“Even if al Bashir were to be found guilty of what he has been accused, the issuance of an arrest warrant is nothing more than an attack on Arab conscience, dignity, and identity.”
This is a quote from one of the arguments made in defence of President Omar al Bashir, which is just one example of a deluge of similar “bold” Arab positions that have been flooding the television stations, newspapers and internet sites since the International Criminal Court [ICC] issued an arrest warrant for al Bashir accusing him of committing war crimes in Darfur.
Indeed, since the arrest warrant was issued, the majority of Arab media has united in condemning this move.
However, this same media did not unite to report on the suffering of the people of Darfur, whose pictures and stories were hardly visible in the Arab press, and today we see sweeping demonstrations being staged in solidarity with al Bashir that remind us of the rallies that used to take place during the Saddam Hussein era. The live transmissions of al Bashir’s speeches, where he rouses public opinion and dances waving his stick or sword to the cheers of the crowd, have formed the dominant image of him on our satellite channels over the past week.
The issue is no longer the possibility of al Bashir’s involvement in the Darfur massacres; this has now become a mere detail. The Sudanese President himself is not focusing on protesting his innocence of being involved in the genocide of 300,000 people in Darfur in his fiery speeches. Rather, al Bashir attempts to stir up the emotions of the crowd by proclaiming slogans that reject colonialism and promote national pride.
Al Bashir’s decision to expel the humanitarian organizations that work in the Darfur region, upon whom the people of Darfur fundamentally depend for the provision of their foodstuff and aid, has [also] passed unmentioned in the Arab media even though this is a decision that threatens a million people with starvation!
The Arab media did not report on the attack on its “dignity” seen in the Darfur refugee camps!

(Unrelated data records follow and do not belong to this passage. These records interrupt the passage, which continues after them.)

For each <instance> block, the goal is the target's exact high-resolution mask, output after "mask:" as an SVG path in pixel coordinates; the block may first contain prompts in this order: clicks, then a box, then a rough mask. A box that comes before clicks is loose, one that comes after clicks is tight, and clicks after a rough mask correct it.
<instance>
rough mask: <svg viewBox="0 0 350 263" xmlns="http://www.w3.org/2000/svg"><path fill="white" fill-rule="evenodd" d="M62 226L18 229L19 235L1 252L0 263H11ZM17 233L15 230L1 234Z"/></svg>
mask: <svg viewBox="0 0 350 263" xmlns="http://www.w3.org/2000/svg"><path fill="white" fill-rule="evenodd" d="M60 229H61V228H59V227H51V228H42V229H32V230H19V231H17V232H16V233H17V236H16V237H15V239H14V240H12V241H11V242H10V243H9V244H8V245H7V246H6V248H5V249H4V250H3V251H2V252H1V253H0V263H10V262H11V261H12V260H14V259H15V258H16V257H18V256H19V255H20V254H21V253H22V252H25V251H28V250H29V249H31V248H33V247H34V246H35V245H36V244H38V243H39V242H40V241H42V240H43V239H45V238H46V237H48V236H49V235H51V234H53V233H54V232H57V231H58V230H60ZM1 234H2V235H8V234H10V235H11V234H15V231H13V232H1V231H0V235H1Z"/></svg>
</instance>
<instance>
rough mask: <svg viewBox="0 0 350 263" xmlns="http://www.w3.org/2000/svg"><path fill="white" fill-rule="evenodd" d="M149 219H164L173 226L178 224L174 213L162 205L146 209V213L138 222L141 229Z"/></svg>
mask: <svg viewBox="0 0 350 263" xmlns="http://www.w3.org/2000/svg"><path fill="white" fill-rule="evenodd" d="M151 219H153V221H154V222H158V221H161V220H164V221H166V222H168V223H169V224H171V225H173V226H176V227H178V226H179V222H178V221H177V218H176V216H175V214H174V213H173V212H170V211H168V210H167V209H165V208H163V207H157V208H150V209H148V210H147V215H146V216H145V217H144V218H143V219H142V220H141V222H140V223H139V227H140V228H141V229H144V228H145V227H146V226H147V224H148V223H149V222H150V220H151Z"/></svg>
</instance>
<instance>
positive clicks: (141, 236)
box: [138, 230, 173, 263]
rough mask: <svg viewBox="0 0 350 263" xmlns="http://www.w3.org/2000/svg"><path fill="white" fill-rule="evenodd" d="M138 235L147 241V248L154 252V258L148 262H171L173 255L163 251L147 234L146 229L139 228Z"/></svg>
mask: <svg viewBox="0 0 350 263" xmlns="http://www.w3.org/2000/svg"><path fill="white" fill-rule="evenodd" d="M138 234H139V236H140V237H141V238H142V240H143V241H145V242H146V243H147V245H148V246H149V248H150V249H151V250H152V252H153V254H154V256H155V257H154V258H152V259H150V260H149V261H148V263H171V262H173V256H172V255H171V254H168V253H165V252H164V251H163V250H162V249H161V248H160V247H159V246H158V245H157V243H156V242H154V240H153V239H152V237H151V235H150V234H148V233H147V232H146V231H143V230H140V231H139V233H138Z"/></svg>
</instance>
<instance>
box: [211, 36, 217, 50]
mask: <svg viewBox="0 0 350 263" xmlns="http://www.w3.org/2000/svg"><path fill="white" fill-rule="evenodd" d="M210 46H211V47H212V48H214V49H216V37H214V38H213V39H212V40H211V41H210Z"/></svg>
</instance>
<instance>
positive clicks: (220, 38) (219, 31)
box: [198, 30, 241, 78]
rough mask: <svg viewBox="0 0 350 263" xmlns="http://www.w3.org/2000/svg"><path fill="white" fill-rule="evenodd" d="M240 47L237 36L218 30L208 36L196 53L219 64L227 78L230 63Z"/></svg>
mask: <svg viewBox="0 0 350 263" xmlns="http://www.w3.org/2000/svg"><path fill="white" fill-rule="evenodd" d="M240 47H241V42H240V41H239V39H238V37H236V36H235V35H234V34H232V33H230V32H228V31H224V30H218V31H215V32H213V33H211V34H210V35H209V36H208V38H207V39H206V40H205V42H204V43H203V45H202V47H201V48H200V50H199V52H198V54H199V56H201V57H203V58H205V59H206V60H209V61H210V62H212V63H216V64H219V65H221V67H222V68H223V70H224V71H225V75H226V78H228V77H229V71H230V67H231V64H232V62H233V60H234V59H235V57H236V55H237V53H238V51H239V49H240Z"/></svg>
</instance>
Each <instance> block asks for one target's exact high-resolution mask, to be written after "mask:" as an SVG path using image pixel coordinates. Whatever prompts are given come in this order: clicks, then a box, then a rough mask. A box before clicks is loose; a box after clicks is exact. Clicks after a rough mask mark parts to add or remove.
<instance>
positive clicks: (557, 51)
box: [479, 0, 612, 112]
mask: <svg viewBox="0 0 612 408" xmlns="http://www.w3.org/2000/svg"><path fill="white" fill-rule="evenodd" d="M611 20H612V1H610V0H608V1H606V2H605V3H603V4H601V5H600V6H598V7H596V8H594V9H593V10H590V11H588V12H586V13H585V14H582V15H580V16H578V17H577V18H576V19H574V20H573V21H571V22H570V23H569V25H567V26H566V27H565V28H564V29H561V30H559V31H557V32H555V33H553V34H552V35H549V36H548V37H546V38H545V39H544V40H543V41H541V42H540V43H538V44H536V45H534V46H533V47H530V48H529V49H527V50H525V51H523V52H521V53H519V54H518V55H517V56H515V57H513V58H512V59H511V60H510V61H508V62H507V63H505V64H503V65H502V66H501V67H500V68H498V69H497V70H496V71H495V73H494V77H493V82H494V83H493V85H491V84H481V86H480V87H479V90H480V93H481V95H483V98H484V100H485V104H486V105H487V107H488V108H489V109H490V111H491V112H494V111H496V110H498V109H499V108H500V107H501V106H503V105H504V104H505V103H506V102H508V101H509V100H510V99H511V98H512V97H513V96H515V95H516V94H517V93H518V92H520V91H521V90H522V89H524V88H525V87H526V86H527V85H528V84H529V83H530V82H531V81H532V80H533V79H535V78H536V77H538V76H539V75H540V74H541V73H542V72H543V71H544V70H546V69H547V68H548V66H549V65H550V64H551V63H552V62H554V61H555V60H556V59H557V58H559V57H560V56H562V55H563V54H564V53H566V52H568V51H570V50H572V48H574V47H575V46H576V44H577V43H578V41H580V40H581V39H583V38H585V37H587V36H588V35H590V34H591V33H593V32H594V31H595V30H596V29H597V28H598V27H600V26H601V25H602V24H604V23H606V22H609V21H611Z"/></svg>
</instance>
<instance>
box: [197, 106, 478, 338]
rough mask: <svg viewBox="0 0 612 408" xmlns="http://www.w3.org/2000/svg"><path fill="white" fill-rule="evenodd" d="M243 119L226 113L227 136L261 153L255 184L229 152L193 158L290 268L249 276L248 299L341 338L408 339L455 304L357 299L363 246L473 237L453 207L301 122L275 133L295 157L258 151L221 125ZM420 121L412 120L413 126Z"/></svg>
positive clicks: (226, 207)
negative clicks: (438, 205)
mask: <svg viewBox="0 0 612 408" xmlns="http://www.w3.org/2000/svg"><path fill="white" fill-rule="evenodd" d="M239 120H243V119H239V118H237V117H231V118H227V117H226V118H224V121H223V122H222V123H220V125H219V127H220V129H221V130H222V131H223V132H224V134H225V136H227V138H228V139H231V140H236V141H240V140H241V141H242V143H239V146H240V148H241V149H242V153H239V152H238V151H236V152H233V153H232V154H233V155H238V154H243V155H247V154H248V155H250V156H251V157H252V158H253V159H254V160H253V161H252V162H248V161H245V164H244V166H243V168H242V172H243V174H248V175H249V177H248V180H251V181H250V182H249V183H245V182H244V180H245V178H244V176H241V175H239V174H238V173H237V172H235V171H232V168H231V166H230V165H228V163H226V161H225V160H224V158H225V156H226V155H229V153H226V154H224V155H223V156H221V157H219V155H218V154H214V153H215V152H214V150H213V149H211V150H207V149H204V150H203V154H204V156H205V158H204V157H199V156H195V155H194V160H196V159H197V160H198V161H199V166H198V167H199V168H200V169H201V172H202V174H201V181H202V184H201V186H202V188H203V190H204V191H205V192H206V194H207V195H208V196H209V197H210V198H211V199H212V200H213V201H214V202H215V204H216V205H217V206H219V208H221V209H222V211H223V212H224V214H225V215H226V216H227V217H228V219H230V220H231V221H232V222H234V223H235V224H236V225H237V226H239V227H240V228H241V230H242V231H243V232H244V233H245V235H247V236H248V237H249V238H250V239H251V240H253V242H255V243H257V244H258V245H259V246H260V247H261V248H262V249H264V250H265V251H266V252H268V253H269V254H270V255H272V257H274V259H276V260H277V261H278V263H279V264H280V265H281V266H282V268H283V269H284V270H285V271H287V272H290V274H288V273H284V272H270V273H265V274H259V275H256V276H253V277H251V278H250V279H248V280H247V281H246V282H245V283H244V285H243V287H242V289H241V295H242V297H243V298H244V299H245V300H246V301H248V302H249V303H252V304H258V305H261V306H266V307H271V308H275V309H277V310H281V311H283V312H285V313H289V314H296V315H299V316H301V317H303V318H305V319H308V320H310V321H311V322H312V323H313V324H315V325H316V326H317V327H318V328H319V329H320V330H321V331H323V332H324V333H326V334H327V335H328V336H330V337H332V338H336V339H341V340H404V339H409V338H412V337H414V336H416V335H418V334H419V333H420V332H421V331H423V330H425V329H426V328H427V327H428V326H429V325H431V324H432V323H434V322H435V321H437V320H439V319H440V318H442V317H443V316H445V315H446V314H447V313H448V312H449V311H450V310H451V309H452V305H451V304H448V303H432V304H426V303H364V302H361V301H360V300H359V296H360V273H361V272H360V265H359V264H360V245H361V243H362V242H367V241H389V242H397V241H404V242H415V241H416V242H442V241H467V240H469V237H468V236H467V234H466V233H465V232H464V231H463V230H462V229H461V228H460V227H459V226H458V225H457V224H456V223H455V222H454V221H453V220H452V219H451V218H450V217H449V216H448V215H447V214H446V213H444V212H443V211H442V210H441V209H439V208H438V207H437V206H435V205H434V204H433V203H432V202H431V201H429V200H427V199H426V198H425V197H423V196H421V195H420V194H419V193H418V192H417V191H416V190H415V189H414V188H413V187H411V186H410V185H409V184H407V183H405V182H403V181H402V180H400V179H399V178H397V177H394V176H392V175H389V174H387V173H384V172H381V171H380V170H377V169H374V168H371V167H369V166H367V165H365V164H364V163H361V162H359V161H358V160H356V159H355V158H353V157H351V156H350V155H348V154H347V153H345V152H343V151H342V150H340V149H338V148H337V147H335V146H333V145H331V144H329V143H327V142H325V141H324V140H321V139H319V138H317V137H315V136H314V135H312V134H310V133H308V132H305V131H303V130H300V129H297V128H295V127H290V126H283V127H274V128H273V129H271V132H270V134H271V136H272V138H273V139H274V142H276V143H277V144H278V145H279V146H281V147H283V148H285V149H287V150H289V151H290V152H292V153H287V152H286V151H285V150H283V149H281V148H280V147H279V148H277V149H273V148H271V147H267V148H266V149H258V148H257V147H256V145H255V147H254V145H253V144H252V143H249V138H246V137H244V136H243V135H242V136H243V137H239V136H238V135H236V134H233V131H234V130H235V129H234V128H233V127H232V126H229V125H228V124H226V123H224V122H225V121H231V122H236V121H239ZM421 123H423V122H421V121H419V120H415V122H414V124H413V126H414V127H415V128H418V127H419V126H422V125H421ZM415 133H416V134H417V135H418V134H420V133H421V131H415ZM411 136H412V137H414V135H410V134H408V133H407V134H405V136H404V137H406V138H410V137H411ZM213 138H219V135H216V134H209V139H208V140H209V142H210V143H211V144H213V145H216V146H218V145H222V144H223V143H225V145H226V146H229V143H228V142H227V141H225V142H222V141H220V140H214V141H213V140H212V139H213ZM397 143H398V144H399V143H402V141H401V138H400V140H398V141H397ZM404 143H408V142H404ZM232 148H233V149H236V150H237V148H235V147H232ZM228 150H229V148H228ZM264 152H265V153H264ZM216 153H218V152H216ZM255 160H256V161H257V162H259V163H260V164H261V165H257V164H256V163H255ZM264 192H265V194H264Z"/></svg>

The people of Darfur and their troubles have been completely absent [from Arab media] and attention to them has been confined to Western media, which sent representatives and reporters, and conducted interviews, investigating the role of the Sudanese regime in the systematic and planned extermination of the Muslim but “non-Arab” minority? Is this “fault” [of not being an Arab] that which denied them the right of even appearing in Arab media, not to mention the lack of any position being taken up or condemnation given with regards to what they suffered over the previous years.

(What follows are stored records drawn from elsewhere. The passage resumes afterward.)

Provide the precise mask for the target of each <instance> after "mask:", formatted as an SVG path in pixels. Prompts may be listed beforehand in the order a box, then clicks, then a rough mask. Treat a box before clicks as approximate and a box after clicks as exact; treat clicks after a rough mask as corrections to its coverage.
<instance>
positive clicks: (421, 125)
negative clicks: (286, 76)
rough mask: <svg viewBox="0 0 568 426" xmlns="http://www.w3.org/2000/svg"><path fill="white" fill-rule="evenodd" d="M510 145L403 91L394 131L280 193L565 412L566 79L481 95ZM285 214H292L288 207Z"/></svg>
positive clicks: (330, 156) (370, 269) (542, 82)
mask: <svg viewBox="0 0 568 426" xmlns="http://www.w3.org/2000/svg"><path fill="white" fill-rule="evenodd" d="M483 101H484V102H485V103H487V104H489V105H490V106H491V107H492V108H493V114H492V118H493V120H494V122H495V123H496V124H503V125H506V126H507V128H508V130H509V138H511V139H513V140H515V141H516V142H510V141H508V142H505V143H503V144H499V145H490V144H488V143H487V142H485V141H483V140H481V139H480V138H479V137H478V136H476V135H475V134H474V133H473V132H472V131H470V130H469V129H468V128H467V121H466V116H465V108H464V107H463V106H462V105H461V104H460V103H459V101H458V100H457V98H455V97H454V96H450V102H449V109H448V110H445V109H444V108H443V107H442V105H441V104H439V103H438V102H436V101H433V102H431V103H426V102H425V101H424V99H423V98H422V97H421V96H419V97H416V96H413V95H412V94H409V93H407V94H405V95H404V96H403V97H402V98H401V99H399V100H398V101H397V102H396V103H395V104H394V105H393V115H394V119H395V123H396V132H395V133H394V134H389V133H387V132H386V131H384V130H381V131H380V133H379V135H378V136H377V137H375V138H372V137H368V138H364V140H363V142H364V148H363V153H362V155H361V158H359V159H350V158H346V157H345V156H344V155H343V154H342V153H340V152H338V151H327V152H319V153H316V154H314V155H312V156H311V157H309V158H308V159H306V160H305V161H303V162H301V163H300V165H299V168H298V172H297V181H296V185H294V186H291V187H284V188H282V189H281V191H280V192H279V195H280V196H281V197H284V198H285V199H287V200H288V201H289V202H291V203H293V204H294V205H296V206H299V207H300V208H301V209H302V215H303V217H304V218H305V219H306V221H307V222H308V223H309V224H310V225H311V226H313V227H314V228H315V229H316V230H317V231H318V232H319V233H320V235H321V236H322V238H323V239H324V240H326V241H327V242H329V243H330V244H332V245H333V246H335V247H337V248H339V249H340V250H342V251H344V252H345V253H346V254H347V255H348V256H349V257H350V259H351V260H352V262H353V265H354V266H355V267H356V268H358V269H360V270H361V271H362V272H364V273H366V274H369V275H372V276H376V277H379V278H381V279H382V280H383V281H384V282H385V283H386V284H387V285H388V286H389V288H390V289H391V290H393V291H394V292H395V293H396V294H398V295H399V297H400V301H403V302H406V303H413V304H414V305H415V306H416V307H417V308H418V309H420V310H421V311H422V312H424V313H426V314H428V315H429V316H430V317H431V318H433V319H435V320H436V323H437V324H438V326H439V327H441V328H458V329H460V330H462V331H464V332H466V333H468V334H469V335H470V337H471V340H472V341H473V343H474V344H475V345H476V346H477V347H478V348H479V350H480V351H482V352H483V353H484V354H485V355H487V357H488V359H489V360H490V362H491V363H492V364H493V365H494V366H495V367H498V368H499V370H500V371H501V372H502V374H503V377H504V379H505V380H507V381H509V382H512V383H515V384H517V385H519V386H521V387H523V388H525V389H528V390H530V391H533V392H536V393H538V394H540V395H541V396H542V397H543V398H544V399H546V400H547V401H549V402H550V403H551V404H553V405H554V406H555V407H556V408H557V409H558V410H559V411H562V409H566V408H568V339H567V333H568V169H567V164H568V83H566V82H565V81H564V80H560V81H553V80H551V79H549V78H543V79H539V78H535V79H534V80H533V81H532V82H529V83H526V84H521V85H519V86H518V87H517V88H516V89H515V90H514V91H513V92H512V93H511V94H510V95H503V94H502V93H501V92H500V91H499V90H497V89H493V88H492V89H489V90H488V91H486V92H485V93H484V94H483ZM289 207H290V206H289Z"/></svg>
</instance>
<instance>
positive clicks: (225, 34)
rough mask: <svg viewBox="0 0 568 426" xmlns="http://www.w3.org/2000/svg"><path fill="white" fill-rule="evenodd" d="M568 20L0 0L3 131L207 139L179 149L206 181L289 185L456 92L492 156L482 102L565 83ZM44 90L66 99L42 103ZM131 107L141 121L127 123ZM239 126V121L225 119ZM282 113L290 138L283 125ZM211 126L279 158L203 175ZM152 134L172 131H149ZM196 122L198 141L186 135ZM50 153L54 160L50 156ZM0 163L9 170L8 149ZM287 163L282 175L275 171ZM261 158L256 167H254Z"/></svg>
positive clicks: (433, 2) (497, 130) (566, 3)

Does maintaining Arab dignity mean indifference in the face of massive deaths of African civilians at the hands of a Muslim and Arab ruler?
Isn’t this the same dignity that enabled us to rush to the defence of Palestinians against Israeli massacre and US hegemony?
Such a double-standard brings into question the credibility of [Arab] dignity in both cases.
International justice must be supported and encouraged, and what applies to the President of Sudan must also apply to the President of the United States of America, since international justice was not created only to be imposed upon smaller states. International justice must serve its true purpose, and not be abrogated, or contain double standards, or be influenced by racism, as is the case with Darfur. So yes, it would be difficult today to bring the US President to the ICC; and let us not forget that the USA is not a member of the ICC. Yet the commitment to adhere to international standards takes us closer to- and strengthens the prospects of- the “white man” in Washington and Tel Aviv being held accountable [for their actions].
In spite of all of this, the Arab media, and Arab politics have been reacting to the death of 300,000 in Darfur along with the displacement of millions more, by saying that this is not important. What is important however is Arab dignity, and defying international justice.
The blood of the people of Darfur is not only al Bashir’s responsibility.